Les connaissances traditionnelles et les expressions culturelles (CTs et ECs) ne sont pas brevetables selon le régime établi à travers les traités entre les États et l’Organisation Mondiale de la Propriété intellectuelle (OMPI), l’une des nombreuses agences des Nations Unies, agence à laquelle appartiennent presque tous les États. On connaît l’histoire. La connaissance empirique de la vertu thérapeutique d’une espèce végétale n’est pas brevetable tandis que l’extraction dans un laboratoire du principe actif correspondant pour le transformer en marchandise par l’industrie pharmaceutique est brevetable. La musique collective d’une célébration communautaire n’est pas inscrivable tandis que sa traduction en partition au nom de celui qui se présente comme son auteur ou, avec un vague scrupule, comme arrangeur d’un thème traditionnel anonyme peut être inscrite. Et c’est pareil pour tout ce qui est communautaire et a une valeur scientifique ou culturelle mercantilisable. Un produit authentique culturel social n’est pas enregistrable tandis que son moulage ou sa manipulation individuelle ou par une entreprise l’est. Avec cela, l’expropriation sans compensation ni consentement est systématique à une échelle internationale.

Il y a des cas très connus comme celui d’El Condor Pasa ou celui El León Duerme Esta Noche. Pour le pillage de connaissances scientifiques, c’est plus difficile de donner des exemples, mais les entreprises se gardent de révéler les sources qui leur permettent l’extraction d’éléments brevetables. Il n’est pas rare qu’elles y accèdent à travers le financement de recherches anthropologiques ou similaires sur le terrain des communautés indigènes comme façon de contourner d’abord et de spolier juste ensuite les connaissances empiriques. La promotion de l’investigation peut s’avérer doublement profitable puisqu’elle sert au passage à réduire la charge des impôts ou des contributions des entreprises au maintien de services publics ou sociaux. Les connaissances scientifiques et les valeurs culturelles indigènes sont en somme des biens « sans propriétaire ». Ils le sont jusqu’aux noms. Il en est ainsi d’un modèle de voiture qui s’appelle cherokee, d’une marque de sac de couchage qui s’appelle quechua ou d’un type d’hélicoptère militaire qui s’appelle apache, ce dernier sur le présupposé raciste que ce nom indigène cause déjà en soi la peur.

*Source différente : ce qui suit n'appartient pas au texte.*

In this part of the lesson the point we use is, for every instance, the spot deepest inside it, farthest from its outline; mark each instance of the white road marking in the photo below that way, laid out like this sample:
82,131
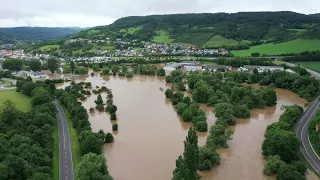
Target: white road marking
303,144
63,119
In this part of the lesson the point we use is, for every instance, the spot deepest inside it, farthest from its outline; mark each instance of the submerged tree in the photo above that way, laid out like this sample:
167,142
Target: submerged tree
186,167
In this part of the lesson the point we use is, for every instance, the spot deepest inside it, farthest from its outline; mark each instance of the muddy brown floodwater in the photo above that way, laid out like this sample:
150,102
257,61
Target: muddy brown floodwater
150,136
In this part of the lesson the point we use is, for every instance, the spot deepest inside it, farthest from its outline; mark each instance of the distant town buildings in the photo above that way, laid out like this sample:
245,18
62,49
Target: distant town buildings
142,48
20,54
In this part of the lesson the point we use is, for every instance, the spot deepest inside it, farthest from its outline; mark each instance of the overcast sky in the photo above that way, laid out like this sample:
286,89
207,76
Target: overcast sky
88,13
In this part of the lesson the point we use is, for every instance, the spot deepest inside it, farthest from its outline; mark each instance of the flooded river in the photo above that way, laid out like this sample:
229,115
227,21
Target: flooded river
150,136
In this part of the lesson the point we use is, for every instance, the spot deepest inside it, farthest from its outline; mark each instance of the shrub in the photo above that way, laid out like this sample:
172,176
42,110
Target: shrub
108,138
100,107
202,126
113,116
115,127
241,111
111,108
129,74
121,74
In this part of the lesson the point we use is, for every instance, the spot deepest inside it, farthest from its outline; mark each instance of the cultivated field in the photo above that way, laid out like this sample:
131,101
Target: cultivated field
219,41
162,37
310,65
21,101
295,46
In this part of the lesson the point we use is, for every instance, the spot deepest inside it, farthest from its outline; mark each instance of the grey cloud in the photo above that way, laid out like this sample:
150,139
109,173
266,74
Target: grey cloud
100,12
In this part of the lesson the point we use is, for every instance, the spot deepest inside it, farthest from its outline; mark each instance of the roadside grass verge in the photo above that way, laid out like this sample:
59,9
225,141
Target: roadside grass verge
310,65
56,152
278,62
314,135
75,147
22,102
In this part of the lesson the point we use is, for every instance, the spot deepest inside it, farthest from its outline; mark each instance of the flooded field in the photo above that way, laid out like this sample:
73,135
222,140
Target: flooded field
151,135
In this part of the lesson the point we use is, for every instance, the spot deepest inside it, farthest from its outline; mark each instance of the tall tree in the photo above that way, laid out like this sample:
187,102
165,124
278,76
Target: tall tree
53,64
186,167
12,64
35,65
72,66
94,167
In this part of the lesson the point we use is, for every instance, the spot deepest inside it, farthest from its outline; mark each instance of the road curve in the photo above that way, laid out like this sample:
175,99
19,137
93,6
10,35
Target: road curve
65,155
302,132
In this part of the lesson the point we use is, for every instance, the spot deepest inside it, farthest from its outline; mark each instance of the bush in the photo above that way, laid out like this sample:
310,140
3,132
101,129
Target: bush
205,165
273,164
96,67
121,74
108,138
202,126
169,93
129,74
100,107
241,111
113,116
115,127
111,108
207,158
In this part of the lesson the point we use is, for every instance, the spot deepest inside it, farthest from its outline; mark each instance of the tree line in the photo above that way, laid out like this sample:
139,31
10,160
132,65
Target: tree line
281,147
93,164
304,56
35,65
314,132
26,138
239,62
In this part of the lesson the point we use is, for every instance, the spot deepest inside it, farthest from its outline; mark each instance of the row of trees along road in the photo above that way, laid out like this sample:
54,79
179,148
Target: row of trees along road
26,138
93,164
281,147
34,65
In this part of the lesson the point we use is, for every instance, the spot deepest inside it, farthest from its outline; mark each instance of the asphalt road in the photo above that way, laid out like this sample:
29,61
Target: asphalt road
309,70
302,132
65,155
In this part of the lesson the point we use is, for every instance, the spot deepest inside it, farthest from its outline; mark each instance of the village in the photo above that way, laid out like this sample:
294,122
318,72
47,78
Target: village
135,48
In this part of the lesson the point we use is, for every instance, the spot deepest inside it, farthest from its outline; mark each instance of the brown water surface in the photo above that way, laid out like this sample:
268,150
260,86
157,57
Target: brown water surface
151,135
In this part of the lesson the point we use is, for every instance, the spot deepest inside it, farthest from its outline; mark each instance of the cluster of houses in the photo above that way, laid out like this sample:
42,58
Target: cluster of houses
143,48
33,75
260,69
6,46
167,49
196,66
107,40
20,54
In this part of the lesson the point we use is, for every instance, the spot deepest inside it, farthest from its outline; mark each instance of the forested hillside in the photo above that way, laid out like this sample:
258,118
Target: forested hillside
5,38
38,33
207,29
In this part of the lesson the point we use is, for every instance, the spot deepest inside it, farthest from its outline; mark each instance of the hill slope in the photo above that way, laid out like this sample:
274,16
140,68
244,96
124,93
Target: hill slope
5,38
39,33
198,29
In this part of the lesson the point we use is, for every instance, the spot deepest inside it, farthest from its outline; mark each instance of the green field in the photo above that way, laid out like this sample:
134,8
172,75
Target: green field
219,41
131,30
162,37
295,46
49,47
21,101
93,32
310,65
56,152
278,62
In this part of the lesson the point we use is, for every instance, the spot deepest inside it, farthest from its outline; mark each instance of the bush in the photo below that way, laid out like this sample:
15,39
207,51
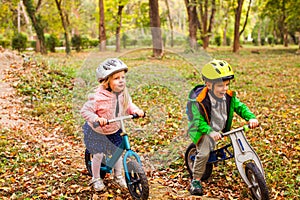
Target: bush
4,43
76,42
218,40
85,42
228,41
270,39
124,40
263,41
51,42
94,42
19,42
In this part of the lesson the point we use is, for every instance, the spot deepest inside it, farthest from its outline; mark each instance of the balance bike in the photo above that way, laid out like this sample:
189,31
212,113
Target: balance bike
246,160
135,176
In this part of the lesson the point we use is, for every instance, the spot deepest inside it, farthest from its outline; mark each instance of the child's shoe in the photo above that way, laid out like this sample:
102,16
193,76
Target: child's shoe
121,181
196,188
97,184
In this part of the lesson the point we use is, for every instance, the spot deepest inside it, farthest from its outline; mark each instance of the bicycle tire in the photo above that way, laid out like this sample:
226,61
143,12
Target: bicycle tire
88,164
259,189
189,158
137,184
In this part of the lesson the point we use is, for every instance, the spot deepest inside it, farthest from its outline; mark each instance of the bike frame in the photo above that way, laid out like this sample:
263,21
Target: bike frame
125,146
243,152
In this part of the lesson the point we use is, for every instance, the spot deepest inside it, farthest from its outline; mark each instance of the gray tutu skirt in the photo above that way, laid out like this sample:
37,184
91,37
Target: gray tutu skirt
99,143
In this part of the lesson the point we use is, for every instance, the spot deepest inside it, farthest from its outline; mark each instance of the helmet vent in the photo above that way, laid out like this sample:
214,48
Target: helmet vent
218,71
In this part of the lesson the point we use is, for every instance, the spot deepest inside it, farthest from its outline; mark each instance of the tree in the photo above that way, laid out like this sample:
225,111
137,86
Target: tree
171,22
206,22
193,22
119,25
102,33
65,24
155,28
237,33
36,20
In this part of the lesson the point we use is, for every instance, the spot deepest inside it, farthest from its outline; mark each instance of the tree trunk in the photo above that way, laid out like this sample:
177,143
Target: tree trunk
102,34
65,24
119,25
206,28
247,15
155,29
171,22
238,12
193,22
39,29
225,33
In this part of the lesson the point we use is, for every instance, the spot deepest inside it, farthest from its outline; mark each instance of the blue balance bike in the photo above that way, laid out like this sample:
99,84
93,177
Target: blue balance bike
135,176
246,160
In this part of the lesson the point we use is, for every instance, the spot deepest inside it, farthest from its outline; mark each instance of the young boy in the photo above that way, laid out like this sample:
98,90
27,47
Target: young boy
213,114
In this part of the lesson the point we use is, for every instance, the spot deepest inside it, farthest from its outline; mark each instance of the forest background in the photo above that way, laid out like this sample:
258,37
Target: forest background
165,44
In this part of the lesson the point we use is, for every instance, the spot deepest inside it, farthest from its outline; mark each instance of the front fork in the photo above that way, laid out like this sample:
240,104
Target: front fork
129,153
243,152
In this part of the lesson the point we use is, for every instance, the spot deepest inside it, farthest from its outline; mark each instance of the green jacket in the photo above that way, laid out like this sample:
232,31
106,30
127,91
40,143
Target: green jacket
201,109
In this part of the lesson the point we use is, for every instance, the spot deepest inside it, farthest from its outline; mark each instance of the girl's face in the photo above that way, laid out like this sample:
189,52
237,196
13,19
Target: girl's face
220,88
117,82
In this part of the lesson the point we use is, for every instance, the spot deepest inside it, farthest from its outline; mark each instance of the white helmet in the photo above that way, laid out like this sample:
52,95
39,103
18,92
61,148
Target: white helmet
109,67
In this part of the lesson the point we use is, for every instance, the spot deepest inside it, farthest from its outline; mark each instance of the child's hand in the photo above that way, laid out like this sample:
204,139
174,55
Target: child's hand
253,123
140,113
102,121
215,135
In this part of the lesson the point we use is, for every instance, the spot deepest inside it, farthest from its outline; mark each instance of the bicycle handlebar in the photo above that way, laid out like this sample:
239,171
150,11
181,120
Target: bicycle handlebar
244,128
133,116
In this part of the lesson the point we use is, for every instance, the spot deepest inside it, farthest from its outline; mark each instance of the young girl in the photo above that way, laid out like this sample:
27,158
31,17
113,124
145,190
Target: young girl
109,101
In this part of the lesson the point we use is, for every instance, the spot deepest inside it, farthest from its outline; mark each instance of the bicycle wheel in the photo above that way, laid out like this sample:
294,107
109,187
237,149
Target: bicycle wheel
259,189
88,164
189,157
137,183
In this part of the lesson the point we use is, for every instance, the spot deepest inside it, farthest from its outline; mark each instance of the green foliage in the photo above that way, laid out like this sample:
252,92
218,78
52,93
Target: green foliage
218,40
85,42
51,42
52,143
270,39
4,43
76,42
19,42
228,41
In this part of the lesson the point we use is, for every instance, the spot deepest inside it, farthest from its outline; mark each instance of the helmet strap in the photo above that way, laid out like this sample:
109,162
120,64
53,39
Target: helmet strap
213,94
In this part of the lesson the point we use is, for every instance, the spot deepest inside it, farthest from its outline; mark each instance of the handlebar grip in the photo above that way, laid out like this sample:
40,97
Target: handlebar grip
135,116
246,127
96,124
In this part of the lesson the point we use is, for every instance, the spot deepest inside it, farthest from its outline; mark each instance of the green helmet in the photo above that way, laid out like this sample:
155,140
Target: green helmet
217,70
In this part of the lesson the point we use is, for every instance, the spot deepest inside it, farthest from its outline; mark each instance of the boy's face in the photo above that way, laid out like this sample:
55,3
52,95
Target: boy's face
219,89
117,81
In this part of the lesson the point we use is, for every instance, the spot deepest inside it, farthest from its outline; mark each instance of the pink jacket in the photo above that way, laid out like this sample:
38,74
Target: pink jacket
103,103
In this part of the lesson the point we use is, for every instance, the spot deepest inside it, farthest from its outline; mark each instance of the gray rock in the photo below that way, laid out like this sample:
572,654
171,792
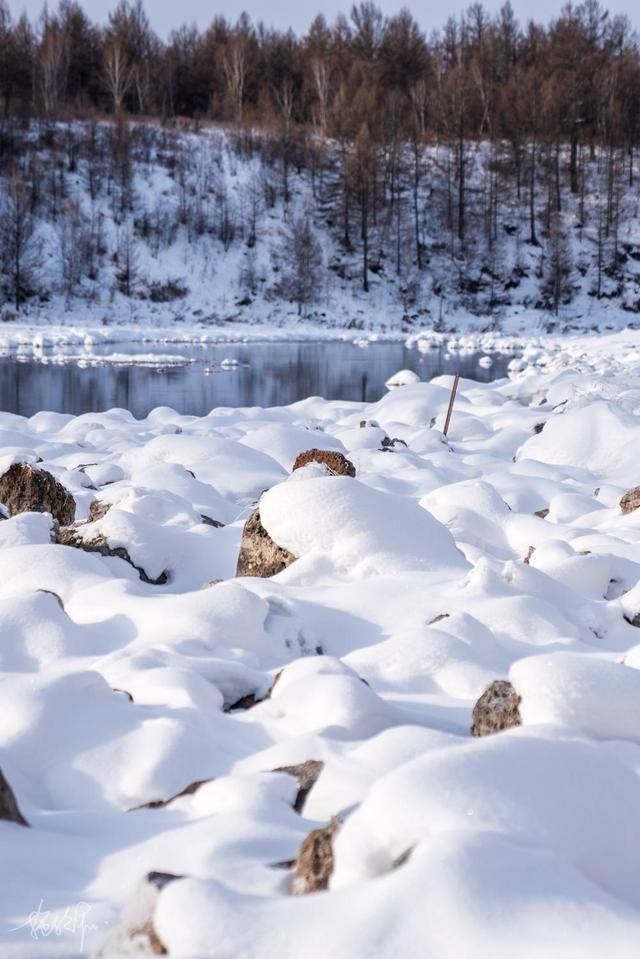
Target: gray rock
72,536
9,810
259,554
497,709
307,774
134,933
631,500
314,864
25,489
336,462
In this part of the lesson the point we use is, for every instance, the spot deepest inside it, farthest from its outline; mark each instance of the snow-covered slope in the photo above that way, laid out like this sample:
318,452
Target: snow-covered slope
433,572
145,226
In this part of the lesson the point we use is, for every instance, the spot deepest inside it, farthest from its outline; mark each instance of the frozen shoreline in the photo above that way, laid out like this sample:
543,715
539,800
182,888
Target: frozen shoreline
149,717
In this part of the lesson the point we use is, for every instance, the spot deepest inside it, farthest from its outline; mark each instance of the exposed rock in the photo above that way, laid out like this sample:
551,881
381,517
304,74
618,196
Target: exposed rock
438,619
336,462
98,510
161,803
314,864
259,554
57,598
388,445
69,536
251,699
25,489
245,702
307,774
9,810
210,522
631,500
134,934
497,709
72,536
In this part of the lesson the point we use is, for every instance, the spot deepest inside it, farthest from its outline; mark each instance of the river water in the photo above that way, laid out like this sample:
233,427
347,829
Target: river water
191,379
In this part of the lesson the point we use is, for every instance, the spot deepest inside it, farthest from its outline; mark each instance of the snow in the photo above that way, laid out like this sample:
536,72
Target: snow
416,584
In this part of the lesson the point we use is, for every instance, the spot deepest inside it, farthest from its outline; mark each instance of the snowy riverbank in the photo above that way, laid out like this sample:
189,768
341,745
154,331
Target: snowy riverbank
152,697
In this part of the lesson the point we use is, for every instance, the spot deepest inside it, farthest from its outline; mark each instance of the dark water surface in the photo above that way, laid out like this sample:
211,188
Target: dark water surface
270,374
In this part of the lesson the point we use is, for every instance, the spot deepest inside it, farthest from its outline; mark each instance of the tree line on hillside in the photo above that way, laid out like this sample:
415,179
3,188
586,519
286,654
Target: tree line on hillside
484,137
575,80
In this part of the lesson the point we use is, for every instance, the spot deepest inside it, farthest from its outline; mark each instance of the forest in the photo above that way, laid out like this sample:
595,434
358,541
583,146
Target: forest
455,165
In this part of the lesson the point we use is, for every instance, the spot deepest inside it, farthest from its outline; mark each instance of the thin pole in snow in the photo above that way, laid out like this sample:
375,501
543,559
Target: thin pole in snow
452,399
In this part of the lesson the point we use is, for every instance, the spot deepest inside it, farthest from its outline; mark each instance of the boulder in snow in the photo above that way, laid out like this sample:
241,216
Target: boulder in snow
9,810
134,934
259,554
333,460
497,709
26,489
71,536
307,774
631,500
314,864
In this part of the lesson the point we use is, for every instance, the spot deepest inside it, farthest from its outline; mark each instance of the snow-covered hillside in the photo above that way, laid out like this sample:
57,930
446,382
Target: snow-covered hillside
141,225
173,733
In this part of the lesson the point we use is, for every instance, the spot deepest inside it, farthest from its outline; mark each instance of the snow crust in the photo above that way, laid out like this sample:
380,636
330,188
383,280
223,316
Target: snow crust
417,584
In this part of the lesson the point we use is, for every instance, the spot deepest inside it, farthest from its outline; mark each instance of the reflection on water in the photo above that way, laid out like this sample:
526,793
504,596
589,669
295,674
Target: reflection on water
271,374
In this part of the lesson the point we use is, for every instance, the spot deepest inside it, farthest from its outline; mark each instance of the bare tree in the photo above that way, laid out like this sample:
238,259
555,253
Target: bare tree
117,73
322,85
234,69
53,60
300,262
17,241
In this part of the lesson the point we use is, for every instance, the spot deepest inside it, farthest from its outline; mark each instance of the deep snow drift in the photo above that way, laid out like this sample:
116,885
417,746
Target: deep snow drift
500,552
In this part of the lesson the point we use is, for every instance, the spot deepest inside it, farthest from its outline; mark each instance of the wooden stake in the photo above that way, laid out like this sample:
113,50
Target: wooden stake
452,398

L’OMPI s’est montrée dernièrement préoccupée par le manque de protection internationale des CTs et d’ECs indigènes. Elle a maintenant l’idée, aujourd’hui techniquement faisable, d’organiser un gigantesque registre de tous les CTs et de toutes les ECs de tous les peuples et de toutes les communautés indigènes de tout l’univers. Son intention n’est pas cachée. Et de proclamer qu’il s’agit de protéger le droit indigène, mais en ajoutant tout de suite que le plus précieux dans un tel registre consiste en ce qu’il permettra l’accès de tiers au patrimoine culturel indigène mondial, de telle manière que son exploitation puisse avoir lieu moyennant une compensation pour le peuple ou la communauté d’où vient le CT ou l’EC. C’est un projet qui a été présenté en 2008, après l’adoption de la Déclaration des Droits des Peuples Indigènes par l’Assemblée générale des Nations Unies, l’organisation mère de l’OMPI. On ne peut pas dire que dans son projet la Déclaration et donc les droits des peuples indigènes sont ignorés royalement. Il n’a pas de justification mais il a une logique. Avec la Déclaration, un tel projet ne tient pas.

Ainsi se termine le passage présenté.